Triangular Numbers for Fun, Profit, and Community

I’ve been playing a lot of Smash Up.

Smash Up is a card game where you pick two factions and match them together as your army, like Wizard-Ninjas or Princess-Steampunks. Half the fun of picking an interesting pairing is picking an interesting name combination (Dragon-Grannies? Kitty-Cat Zombies?) — but the real beauty of the game lies in picking two factions for their strategic synergy.

The creators of Smash Up create new factions every six months or so. There are currently sixty total factions. The math that describes the possible faction combinations is quite interesting. If there are X factions available, there are X*(X-1)/2 total possible faction combinations. These are triangular numbers, like Pascal’s triangle — sort of like factorials but with addition rather than multiplication as the main operation. Since there are 60 total factions available, that’s 60*59/2 (or 30*59) possible combinations — 1770. In my personal collection, I have 47 factions, so there are 1081 possible combinations.

Since learning about the math behind Smash Up, I’ve realized that the same numbers apply in other interesting places. In particular, triangular numbers describe the number of possible 1–1 connections in a given network.

Let’s take the example of the Slack community I created around Mind Body Attention. If a community has U users, there are U*(U-1)/2 total possible 1–1 connections.

These mathematics are particularly relevant to our community because of its social norms. In most other Slack communities, I’ve been in, the default mode of exchange is to converse in public channels. The main form of discourse in the Mind Body Attention community is one to one, private discussions.

We currently have 52 total users, so that’s 1326 possible 1–1 connections. Alternatively, if you count active members (27), we have 351 possible 1–1 connections. Of course, as one individual person, you can only take responsibility for creating and maintaining the connections that involve your half of a pairing — so members of Mind Body Attention have 26 (or 51) possible people to meet there.

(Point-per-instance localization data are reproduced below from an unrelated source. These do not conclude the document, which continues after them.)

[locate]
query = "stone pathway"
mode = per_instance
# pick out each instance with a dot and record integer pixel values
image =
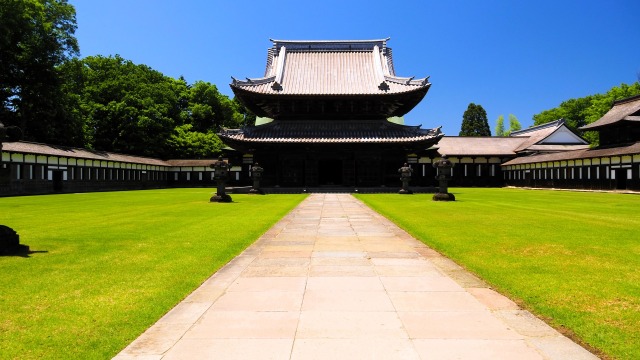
(335, 280)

As the creator of the community, my goal is to connect people. I’ve seen that there’s so much power in connecting people. Aristotle said that there are three kinds of friendship: friends of pleasure, utility, and virtue. All of these connections (and their combinations — all seven possibilities — the three themselves, the three pairs, and the one kind of friendship that has all three) can be valuable and rewarding.

One easy way to build community is to simply add more people. Each time you add more people, there are more possible connections — just like there are more possible Smash Up combinations with each faction expansion. At Mind Body Attention, we are of course open to new people. But another way to build community is simply to increase the number of interconnections between members of the group. I try to reach out and get to know each person who joins the community, and encourage other people to do the same. Either way, with more people or more interconnections, our community (and our extended network) grows stronger — more fun, more useful, and more beneficial to all involved.